The existing method basically depends on manual adjustment, a field engineer determines which parameters to adjust according to a client scene, and the parameters are gradually adjusted and optimized by applying a try and error method (try and error) according to experience. The method for manually adjusting the parameters not only requires field technicians to have certain corresponding professional knowledge and relevant experience for various different field application scenes, but also has quite time-consuming realization process, and can not quickly readjust the parameters of the whole system according to the field reality when the use environment is changed so as to ensure the optimal overall performance of the system. In addition, the process of manually adjusting the parameters cannot meet the requirements of current 5G deployment on high-efficiency intellectualization and automation, and cannot keep up with the design requirements of future 6G and 7G radio frequency front ends with higher frequency and bandwidth. Therefore, it is an urgent need to quickly, accurately and effectively optimize and adjust the parameters of each module of the 5G rf front-end transceiver system.
Disclosure of Invention
In view of the above problems, the present invention provides an automatic rf parameter adjusting system and method based on FPGA, which solves the problem that parameters cannot be adaptively adjusted again when the usage scenario changes in the existing rf front-end module.
According to a first aspect of the present invention, an FPGA-based radio frequency parameter automatic adjusting system is disclosed, which comprises:
the scene module is used for acquiring a use scene;
the input module is used for acquiring the parameter characteristic vector needing to be re-adjusted and inputting the parameter characteristic vector into the FPGA module;
and the FPGA module is used for selecting and configuring a parameter adjusting algorithm according to the parameter characteristic vector and regenerating a new hardware algorithm logic according to the parameter adjusting algorithm.

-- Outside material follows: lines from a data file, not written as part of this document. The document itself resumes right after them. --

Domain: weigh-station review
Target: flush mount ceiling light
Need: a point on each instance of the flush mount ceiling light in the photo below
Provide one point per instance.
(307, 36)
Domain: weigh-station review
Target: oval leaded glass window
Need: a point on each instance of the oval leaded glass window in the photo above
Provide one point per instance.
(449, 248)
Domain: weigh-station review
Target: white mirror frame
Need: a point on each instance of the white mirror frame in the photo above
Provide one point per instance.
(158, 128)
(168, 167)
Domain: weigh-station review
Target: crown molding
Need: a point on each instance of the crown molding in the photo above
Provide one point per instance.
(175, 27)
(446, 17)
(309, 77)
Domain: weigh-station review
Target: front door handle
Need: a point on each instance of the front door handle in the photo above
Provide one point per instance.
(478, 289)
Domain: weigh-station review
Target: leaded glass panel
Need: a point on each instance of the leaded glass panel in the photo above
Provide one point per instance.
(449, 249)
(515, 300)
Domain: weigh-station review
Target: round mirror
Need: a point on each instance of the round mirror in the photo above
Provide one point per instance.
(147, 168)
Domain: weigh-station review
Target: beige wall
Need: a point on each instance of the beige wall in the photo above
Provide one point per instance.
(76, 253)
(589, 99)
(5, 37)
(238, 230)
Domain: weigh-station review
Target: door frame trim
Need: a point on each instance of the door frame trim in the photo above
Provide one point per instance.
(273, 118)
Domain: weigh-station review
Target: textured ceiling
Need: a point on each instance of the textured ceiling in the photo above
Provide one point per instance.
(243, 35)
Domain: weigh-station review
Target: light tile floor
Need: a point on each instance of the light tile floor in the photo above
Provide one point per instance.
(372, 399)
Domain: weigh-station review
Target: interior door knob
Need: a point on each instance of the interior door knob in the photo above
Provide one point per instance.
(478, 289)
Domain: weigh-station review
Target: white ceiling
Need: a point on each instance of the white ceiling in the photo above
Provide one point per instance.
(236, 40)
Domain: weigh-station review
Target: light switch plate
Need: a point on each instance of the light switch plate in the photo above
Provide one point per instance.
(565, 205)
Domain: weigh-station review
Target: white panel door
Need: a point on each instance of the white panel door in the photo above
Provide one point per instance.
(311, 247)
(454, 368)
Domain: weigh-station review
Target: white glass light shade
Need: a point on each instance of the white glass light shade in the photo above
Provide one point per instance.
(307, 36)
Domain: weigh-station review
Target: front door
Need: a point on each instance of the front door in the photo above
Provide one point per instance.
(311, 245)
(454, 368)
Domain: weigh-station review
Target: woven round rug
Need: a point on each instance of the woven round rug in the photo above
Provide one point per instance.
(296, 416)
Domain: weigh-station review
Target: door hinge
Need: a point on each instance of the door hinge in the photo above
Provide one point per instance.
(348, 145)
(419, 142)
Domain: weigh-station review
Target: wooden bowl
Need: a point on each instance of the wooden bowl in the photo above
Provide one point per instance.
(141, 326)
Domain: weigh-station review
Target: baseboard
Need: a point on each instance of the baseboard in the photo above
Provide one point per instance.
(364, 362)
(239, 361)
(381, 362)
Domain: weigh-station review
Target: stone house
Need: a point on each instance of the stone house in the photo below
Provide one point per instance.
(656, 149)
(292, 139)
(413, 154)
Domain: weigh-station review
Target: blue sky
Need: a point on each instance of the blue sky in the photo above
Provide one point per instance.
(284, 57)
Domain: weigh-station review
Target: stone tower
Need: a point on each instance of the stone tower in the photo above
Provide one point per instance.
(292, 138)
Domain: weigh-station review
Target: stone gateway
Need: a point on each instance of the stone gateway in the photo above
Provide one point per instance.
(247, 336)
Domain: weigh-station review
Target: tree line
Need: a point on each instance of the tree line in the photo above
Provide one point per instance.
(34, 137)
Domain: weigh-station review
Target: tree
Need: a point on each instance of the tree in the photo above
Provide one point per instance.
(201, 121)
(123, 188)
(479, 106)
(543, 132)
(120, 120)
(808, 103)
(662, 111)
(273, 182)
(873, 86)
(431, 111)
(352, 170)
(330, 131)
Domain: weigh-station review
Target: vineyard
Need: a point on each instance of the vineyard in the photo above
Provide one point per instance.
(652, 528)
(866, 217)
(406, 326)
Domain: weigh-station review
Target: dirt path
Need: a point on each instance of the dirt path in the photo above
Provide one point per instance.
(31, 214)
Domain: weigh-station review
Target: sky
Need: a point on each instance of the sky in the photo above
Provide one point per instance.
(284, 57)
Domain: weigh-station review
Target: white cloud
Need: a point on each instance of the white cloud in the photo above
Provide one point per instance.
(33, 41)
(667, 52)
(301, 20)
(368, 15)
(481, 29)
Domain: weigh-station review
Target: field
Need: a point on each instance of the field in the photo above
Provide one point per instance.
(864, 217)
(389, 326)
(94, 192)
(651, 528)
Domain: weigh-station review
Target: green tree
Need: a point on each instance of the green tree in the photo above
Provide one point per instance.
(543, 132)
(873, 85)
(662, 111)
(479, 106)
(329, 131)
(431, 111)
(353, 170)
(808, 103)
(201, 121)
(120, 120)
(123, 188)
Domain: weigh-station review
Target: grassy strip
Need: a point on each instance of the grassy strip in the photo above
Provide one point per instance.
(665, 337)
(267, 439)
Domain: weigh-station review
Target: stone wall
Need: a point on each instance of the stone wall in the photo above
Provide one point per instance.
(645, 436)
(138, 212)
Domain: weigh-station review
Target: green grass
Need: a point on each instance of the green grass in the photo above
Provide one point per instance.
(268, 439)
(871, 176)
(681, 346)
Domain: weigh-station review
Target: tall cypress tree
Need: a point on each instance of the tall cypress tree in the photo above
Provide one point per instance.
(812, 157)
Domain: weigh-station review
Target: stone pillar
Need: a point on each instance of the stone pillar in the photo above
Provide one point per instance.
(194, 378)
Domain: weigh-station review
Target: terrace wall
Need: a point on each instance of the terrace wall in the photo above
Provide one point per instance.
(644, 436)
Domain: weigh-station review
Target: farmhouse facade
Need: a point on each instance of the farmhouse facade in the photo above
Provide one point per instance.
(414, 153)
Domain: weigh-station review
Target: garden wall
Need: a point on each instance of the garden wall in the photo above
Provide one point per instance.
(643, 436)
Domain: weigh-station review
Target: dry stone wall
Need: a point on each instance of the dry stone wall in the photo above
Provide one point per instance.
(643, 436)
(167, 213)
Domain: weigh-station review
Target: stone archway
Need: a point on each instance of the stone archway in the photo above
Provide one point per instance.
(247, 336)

Optionally, for the FPGA-based radio frequency parameter automatic adjustment system, the FPGA module has a storage resource, and the usage scenario is stored in the storage resource.
Optionally, for the FPGA-based radio frequency parameter automatic adjustment system, the restriction condition of the obtaining usage scenario includes at least one of frequency, power, and accuracy.
Optionally, for the FPGA-based radio frequency parameter automatic adjusting system, the input module includes at least one of a BB ADC/DAC, an OFFSET DAC, a BG LPF, a BG VGA, a Mixer, an RF LO, an RF PA, and an LNA.
Optionally, for the FPGA-based radio frequency parameter automatic adjustment system, the parameter feature vector includes: at least one of a bias voltage, a bias current, a number of DC offset controls, a number of bandwidth adjustment bits, a number of gain adjustment bits, and a filter coefficient.
According to a second aspect of the present invention, there is provided a method for automatically adjusting radio frequency parameters based on an FPGA, comprising:
acquiring a use scene;
acquiring a parameter feature vector needing to be re-adjusted and inputting the parameter feature vector into an FPGA module;
and selecting and configuring a parameter adjusting algorithm according to the parameter feature vector, and regenerating a new hardware algorithm logic according to the parameter adjusting algorithm.
Optionally, for the method for automatically adjusting radio frequency parameters based on the FPGA, acquiring a use scenario includes: inputting a new usage scenario description or calling a pre-stored usage scenario.
Optionally, for the FPGA-based radio frequency parameter automatic adjustment method, selecting and configuring a parameter adjustment algorithm according to the parameter feature vector, and regenerating a new hardware algorithm logic according to the parameter adjustment algorithm includes:
and selecting a corresponding parameter adjusting algorithm by using a machine learning algorithm library predefined by the FPGA according to the parameter characteristic vector, automatically selecting the machine learning algorithm from the machine learning algorithm library, and configuring the algorithm according to requirements.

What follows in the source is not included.